David Miller wrote:

> From: "Michael Chan" <[EMAIL PROTECTED]>
> Date: Tue, 15 May 2007 15:05:28 -0700
> 
> > For each gso_seg, there will be a header and the payload may span 2
> > pages for 1500-byte packets.  We always assume 1500-byte packets
> > because the buggy chips do not support jumbo frames.
> 
> Correct.
> 
> I think there may be a case where you could see up to 4 segments.
> If the user corks the TCP socket, does a sendmsg() (which puts
> the data in the per-socket page) then does a sendfile() you'll
> see something like:
> 
> skb->data     IP, TCP, ethernet headers, etc.
> page0         sendmsg() data
> page1         sendfile
> page2         sendfile
> 
> Ie. this can happen if the sendfile() part starts near the
> end of a page, so it would get split even for a 1500 MTU
> frame.
> 
> Even more complex variants are possible if the user does
> tiny sendfile() requests to different pages within the file.
> 
> So in fact it can span up to N pages.
> 
> But there is an upper limit defined by the original GSO
> frame, and that is controlled by MAX_SKB_FRAGS, so at most
> you would see MAX_SKB_FRAGS plus some small constant.
> 
> 

I see.  Is the following a better estimate?

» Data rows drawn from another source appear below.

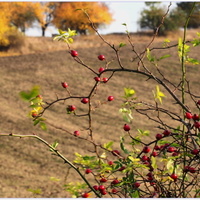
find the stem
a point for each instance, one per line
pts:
(183, 68)
(58, 154)
(183, 56)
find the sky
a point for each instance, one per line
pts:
(123, 12)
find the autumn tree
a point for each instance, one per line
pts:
(9, 35)
(23, 14)
(4, 23)
(44, 14)
(151, 18)
(185, 7)
(65, 16)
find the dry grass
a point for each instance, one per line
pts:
(26, 163)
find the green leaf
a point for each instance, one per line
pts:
(108, 145)
(36, 122)
(149, 56)
(28, 95)
(193, 61)
(128, 92)
(43, 126)
(135, 194)
(170, 165)
(35, 191)
(122, 145)
(153, 162)
(55, 144)
(158, 94)
(122, 45)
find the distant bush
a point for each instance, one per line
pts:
(11, 39)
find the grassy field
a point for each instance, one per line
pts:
(27, 166)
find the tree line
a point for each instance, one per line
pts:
(152, 15)
(16, 17)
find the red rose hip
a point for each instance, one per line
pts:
(110, 98)
(74, 53)
(126, 127)
(146, 149)
(101, 57)
(85, 100)
(64, 84)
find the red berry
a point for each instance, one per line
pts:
(85, 100)
(97, 79)
(195, 151)
(103, 180)
(136, 184)
(114, 190)
(105, 80)
(110, 98)
(121, 168)
(71, 108)
(34, 114)
(101, 69)
(146, 149)
(115, 152)
(76, 133)
(195, 117)
(85, 195)
(64, 84)
(87, 171)
(150, 178)
(39, 96)
(154, 154)
(103, 192)
(101, 57)
(74, 53)
(110, 162)
(114, 182)
(158, 136)
(166, 132)
(96, 187)
(171, 149)
(174, 176)
(188, 115)
(157, 148)
(186, 168)
(192, 170)
(175, 154)
(150, 174)
(197, 124)
(102, 187)
(126, 127)
(145, 158)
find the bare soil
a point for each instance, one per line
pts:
(27, 166)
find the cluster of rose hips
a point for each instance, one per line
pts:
(195, 118)
(85, 100)
(146, 149)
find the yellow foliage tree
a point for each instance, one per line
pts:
(4, 23)
(23, 14)
(44, 14)
(67, 16)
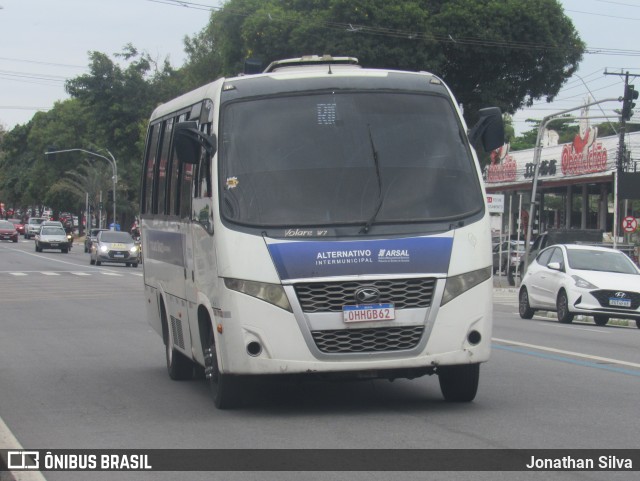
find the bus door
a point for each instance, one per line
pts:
(200, 258)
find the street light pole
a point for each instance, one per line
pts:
(112, 162)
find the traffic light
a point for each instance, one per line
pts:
(630, 94)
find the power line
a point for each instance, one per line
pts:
(395, 33)
(43, 63)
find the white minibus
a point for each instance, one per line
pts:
(319, 219)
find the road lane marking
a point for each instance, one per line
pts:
(557, 354)
(599, 331)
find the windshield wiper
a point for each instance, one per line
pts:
(367, 226)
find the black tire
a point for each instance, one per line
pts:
(600, 320)
(562, 308)
(524, 308)
(459, 383)
(178, 366)
(226, 390)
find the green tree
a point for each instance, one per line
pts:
(504, 54)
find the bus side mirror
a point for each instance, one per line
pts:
(188, 141)
(489, 129)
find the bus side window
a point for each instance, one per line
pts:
(202, 201)
(149, 169)
(204, 169)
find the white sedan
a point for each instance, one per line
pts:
(577, 279)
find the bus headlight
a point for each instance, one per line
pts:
(458, 284)
(271, 293)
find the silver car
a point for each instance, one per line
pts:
(32, 227)
(52, 237)
(114, 247)
(577, 279)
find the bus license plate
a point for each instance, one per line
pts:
(619, 302)
(368, 313)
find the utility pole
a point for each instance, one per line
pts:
(630, 94)
(536, 160)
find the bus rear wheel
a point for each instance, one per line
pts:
(225, 389)
(459, 383)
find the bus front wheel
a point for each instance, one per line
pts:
(178, 366)
(459, 383)
(225, 388)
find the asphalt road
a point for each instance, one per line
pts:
(81, 368)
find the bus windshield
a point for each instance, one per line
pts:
(345, 158)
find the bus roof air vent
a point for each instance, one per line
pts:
(311, 60)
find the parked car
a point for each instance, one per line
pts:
(32, 226)
(575, 279)
(91, 238)
(513, 249)
(114, 246)
(18, 225)
(52, 237)
(8, 231)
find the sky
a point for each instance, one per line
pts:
(45, 42)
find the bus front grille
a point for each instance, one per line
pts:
(331, 296)
(338, 341)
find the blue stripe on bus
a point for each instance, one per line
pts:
(307, 259)
(165, 247)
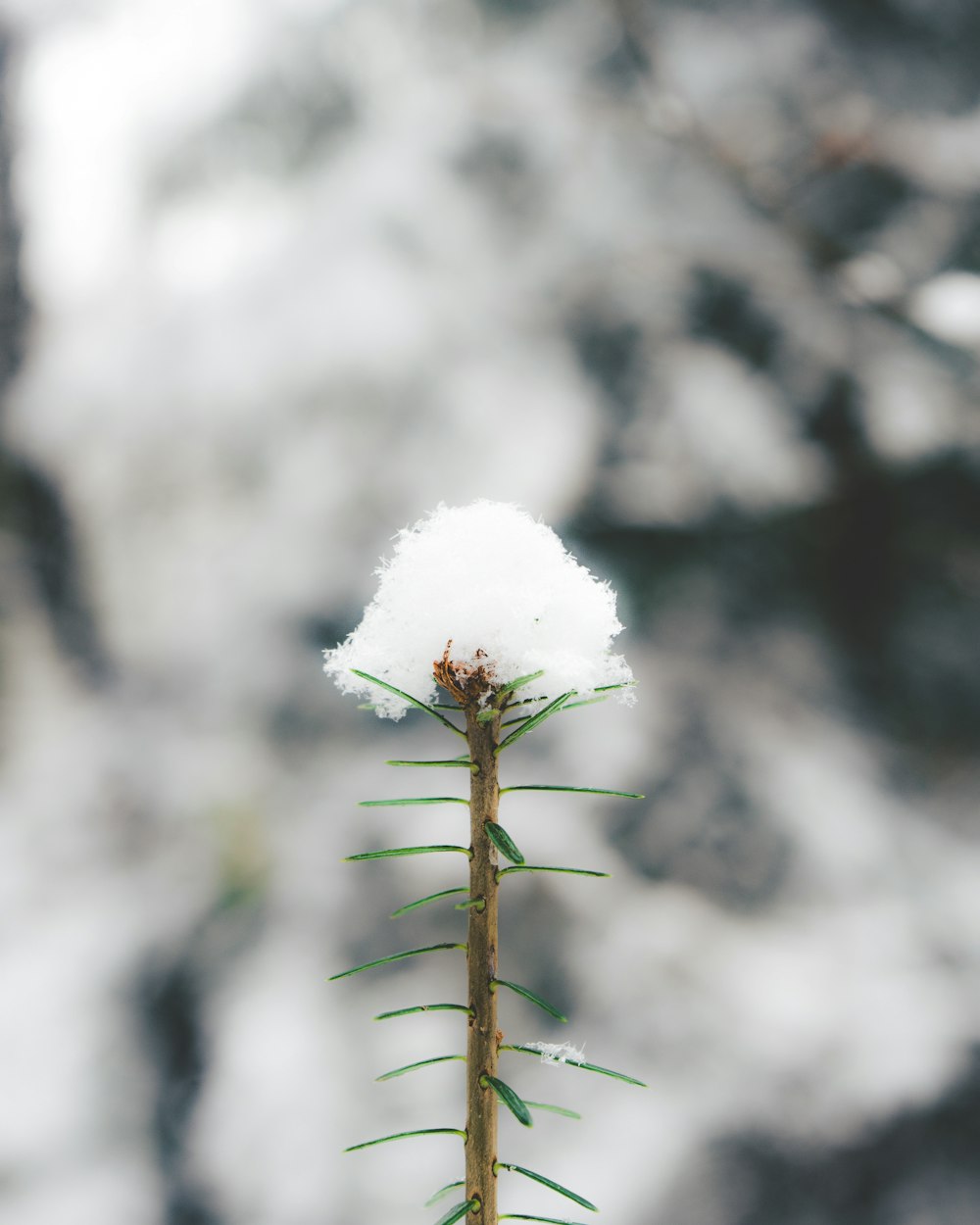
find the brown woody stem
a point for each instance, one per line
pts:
(481, 965)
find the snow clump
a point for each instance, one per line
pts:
(499, 587)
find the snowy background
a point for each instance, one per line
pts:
(699, 284)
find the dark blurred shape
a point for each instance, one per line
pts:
(911, 55)
(170, 1005)
(30, 510)
(917, 1166)
(611, 351)
(30, 506)
(849, 204)
(720, 309)
(500, 166)
(278, 127)
(702, 829)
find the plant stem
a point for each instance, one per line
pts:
(481, 966)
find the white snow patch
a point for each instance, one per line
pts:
(494, 581)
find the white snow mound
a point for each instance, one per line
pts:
(493, 579)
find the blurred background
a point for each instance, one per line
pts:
(697, 283)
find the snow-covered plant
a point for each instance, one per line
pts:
(485, 604)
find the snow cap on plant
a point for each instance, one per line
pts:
(498, 591)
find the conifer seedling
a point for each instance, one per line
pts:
(485, 604)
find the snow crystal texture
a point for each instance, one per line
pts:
(490, 578)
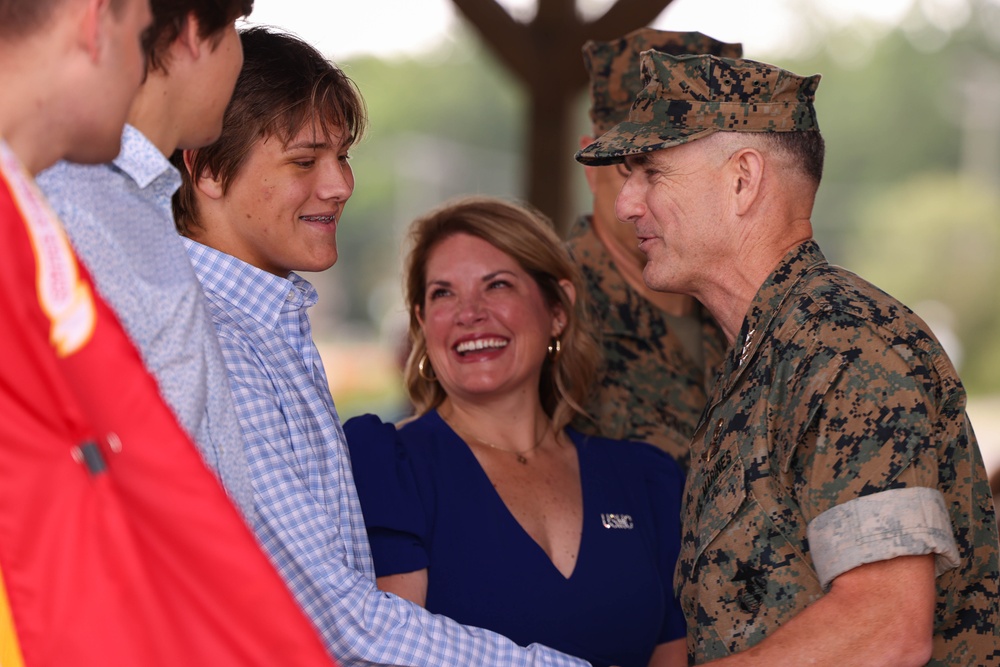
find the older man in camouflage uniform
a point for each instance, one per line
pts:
(837, 510)
(661, 349)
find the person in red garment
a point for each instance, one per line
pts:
(117, 545)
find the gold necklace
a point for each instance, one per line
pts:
(521, 458)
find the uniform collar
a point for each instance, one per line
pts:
(765, 305)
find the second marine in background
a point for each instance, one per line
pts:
(661, 350)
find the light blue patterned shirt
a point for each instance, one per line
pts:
(308, 516)
(119, 219)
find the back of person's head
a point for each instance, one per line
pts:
(527, 236)
(285, 85)
(170, 16)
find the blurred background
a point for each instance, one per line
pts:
(909, 105)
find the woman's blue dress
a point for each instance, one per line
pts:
(428, 504)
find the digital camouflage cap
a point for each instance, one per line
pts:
(690, 97)
(613, 68)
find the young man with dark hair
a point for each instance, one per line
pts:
(262, 202)
(117, 546)
(118, 218)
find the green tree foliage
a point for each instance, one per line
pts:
(893, 109)
(933, 241)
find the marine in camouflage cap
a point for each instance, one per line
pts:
(835, 467)
(613, 68)
(690, 97)
(661, 351)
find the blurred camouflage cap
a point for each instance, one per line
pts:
(613, 68)
(690, 97)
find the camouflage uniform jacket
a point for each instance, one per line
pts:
(836, 436)
(651, 389)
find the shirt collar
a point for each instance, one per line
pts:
(261, 295)
(143, 162)
(799, 261)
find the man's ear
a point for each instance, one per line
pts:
(748, 165)
(189, 37)
(206, 183)
(92, 26)
(589, 172)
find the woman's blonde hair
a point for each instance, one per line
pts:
(527, 236)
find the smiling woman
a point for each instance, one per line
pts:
(486, 507)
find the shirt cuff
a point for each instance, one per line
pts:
(898, 522)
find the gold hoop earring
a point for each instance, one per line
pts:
(555, 349)
(422, 366)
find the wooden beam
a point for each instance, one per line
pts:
(508, 39)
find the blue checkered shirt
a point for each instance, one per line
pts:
(119, 219)
(308, 517)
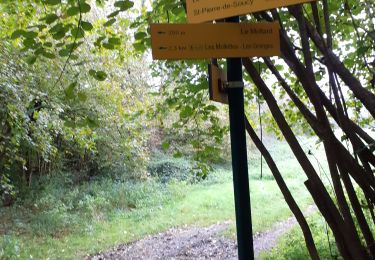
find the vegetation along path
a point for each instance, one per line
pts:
(196, 243)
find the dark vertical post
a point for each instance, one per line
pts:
(239, 156)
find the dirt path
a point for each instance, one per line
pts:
(196, 243)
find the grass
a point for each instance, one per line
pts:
(69, 222)
(292, 245)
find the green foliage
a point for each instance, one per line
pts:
(104, 212)
(292, 245)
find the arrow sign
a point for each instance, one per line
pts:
(199, 11)
(204, 41)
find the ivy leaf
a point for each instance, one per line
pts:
(31, 60)
(86, 26)
(82, 96)
(114, 41)
(165, 146)
(98, 75)
(186, 112)
(48, 55)
(69, 91)
(101, 75)
(140, 35)
(124, 5)
(64, 53)
(108, 46)
(109, 22)
(50, 18)
(92, 123)
(78, 32)
(114, 14)
(85, 8)
(17, 34)
(53, 2)
(30, 34)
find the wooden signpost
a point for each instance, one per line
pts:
(233, 41)
(205, 41)
(199, 11)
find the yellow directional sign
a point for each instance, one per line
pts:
(216, 82)
(222, 40)
(207, 10)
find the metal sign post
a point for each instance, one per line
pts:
(239, 156)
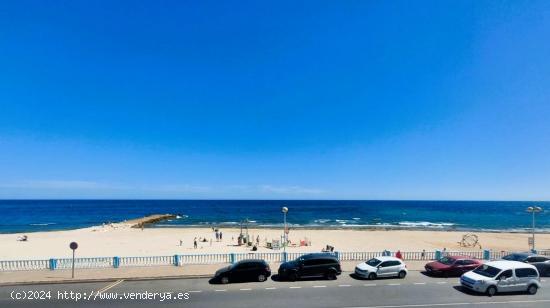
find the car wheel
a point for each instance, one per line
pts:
(330, 276)
(532, 289)
(491, 291)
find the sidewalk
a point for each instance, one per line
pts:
(137, 273)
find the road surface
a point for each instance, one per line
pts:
(416, 290)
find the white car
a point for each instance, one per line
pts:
(502, 276)
(381, 267)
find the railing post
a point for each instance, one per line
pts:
(116, 262)
(53, 264)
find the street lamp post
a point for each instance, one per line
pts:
(533, 210)
(284, 210)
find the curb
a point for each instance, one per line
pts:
(45, 282)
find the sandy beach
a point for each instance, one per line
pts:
(121, 240)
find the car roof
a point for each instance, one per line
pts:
(251, 261)
(522, 254)
(459, 257)
(504, 264)
(319, 255)
(387, 258)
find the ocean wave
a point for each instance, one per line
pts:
(425, 224)
(321, 221)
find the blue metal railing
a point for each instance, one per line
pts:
(220, 258)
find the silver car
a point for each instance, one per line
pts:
(502, 276)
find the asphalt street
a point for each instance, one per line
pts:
(416, 290)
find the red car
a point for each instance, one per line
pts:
(452, 266)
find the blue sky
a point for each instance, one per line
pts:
(275, 100)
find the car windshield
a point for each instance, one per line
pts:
(373, 262)
(487, 271)
(447, 260)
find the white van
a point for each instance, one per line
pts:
(502, 276)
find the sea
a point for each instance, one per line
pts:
(47, 215)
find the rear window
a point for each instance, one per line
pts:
(487, 271)
(373, 262)
(514, 257)
(447, 260)
(526, 272)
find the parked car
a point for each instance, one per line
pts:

(gso_segs * 2) + skb_shinfo(skb)->nr_frags

For each gso_seg, you get at least a header segment and a
segment from a page for 1500-byte packets.  You can get more
segments if packets cross page boundaries or if there are tiny
sendfile pages or some sendmsg pages mixed in.  But these
additional segments will never be more than nr_frags.